Table 2 Comparison of overall performance on CG, PC and MLEE task (test set)

Table 2 shows that our method achieved the highest F1 scores for all three datasets by 58.04% for CG, 55.73% for PC and 60.05% for MLEE respectively, which suggests the effectiveness and generalization ability of the hybrid networks and CS. We conducted student’s t-test [29] on the best existing F1 score and F1 scores of our proposed method in multiple runs. The results indicate that the improvements are statistically significant on CG and MLEE task with p-value <10−3, and p-value on PC task is 0.062 (the detailed statistics are listed in Additional file 1: Table S7–S9). The precision was dramatically higher than the recall in all datasets, which was probably due to the highly diverse event schemes and insufficient training set.

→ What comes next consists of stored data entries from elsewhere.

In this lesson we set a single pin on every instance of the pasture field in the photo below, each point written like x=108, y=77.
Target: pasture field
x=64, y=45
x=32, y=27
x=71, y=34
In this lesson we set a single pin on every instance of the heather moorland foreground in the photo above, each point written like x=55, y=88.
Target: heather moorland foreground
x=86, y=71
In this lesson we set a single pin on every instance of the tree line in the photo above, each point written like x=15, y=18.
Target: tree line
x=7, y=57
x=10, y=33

Table 3 shows the detailed performance for our method and other existing methods for grouped event categories of CG. As shown in Table 3, our method outperformed other methods for all the event categories. The most significant improvement was for Modification events, and these events relied highly on the global contextual information that was modelled precisely by the recurrent network of EE. Through vertical comparison, the lower scores for Regulation, Planned Pro and Modification compared to those of other categories were due to their nested structure, i.e., these events usually took other events as arguments, which were more difficult to correctly detect. The full detailed performance for CG, PC and MLEE is listed in Additional file 1: Table S4–S6.

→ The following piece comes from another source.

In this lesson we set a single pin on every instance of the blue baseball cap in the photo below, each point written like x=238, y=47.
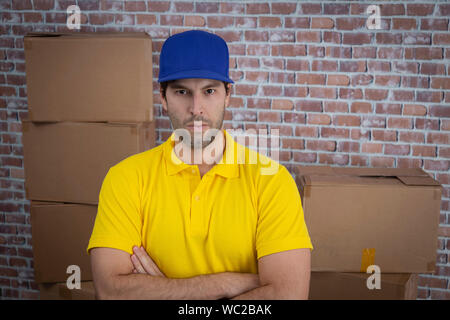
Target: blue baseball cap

Table 3 Detailed performance comparison on CG


Alternatives comparison

Before the proposed method was determined, we conducted ablation experiments on several variations of the proposed method to validate the effectiveness of each part of the method. Table 4 shows results of the ablation study, which evaluated the ensemble learning, the EE module, CS algorithm, threshold setting and Char-CNN module. In these experiments, methods were trained on training set and tested on development set. The Single-model is the proposed method in singleton without ensemble learning. The Single-pipeline-model seperates TR, RC and EE into independent networks without parameter sharing. The Combination-rule-single does not use the EE module and replaces the CS with a rule-based method to assign only one event to each detected event trigger. The Combination-rule-all similarly replaces the CS with another rule-based method to generate all possible combinations from triggers and relations. The EE-probability directly uses the probability outputing from TR, RC and EE to determine the final events instead of using CS, i.e., the method extracts events simply by the classification results of each network modules (setting all thresholds to 0). The Zero-threshold resets both thresholdt and thresholdr to zero and keeps other setting same as proposed method. The Without-CharCNN removes the Char-CNN module from the method. The Single-model-pipeline and Without-CharCNN need retrain the neural networks while other methods do not retrain the networks since they only change the settings in post-processing steps.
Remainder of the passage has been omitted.